A crescente crise na mobilidade urbana brasileira

Enviada em 16/10/2019

O escritor inglês Thomas More, em sua obra “Utopia” descreve uma sociedade perfeita, na qual o corpo social é padronizado pela ausência de problemas e conflitos. No entanto, o cenário que se observa na realidade é diametralmente oposto ao que prega o autor, visto que problemas de mobilidade urbana apresentam barreiras que dificultam a concretização dos planos de More. Esse cenário antagônico é fruto tanto da falta de infraestrutura dos serviços comunitários de transporte, quanto do forte incentivo do poder público à compra de automóveis. Diante disso, faz-se urgente a discussão sobre o assunto, a fim de proporcionar o pleno funcionamento da sociedade.

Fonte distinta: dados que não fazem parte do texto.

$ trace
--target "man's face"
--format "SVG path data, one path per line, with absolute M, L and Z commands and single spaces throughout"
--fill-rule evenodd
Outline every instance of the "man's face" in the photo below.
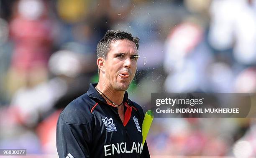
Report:
M 104 64 L 105 84 L 120 91 L 127 90 L 137 69 L 138 50 L 135 43 L 119 40 L 110 44 Z

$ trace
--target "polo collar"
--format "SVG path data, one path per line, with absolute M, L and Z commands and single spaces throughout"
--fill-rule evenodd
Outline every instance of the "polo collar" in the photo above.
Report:
M 90 83 L 89 86 L 89 89 L 87 91 L 87 94 L 90 97 L 96 98 L 101 101 L 107 103 L 107 101 L 104 99 L 104 98 L 100 95 L 100 94 L 98 92 L 96 89 L 95 87 L 98 84 L 95 83 Z M 125 94 L 123 96 L 123 101 L 125 102 L 128 100 L 128 93 L 127 91 L 125 91 Z

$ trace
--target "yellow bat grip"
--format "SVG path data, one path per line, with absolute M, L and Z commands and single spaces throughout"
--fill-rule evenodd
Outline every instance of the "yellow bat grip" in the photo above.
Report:
M 145 114 L 142 123 L 142 146 L 144 145 L 154 118 L 154 112 L 152 110 L 148 111 Z

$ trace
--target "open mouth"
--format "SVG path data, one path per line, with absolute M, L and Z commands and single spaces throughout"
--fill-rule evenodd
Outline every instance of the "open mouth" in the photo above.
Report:
M 130 77 L 130 75 L 127 73 L 120 73 L 119 74 L 119 76 L 123 79 L 127 79 Z

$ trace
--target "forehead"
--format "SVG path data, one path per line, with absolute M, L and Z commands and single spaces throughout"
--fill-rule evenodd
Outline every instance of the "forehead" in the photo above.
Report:
M 121 40 L 114 41 L 110 44 L 109 52 L 130 53 L 138 54 L 136 44 L 133 41 L 127 40 Z

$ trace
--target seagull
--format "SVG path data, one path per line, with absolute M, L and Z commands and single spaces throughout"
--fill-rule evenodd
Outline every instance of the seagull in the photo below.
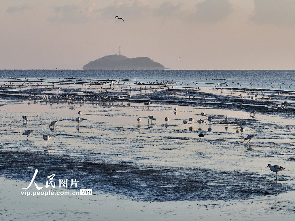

Precipualmente, é fulcral pontuar que os transtornos relacionados à mobilidade urbana no Brasil derivam da falta de competência dos setores governamentais responsáveis, no que concerte a instituir e manter mecanismos que coíbam tais recorrências. Segundo o pensador Thomas Hobbes, é dever do estado promover o bem estar da sociedade. Isso não acontece no Brasil. Devido à falta de atuação das autoridades, os cidadãos se sentem acuados em utilizar os serviços públicos de transporte, sendo que o desconforto e a insegurança são queixas comuns quando se trata do assunto.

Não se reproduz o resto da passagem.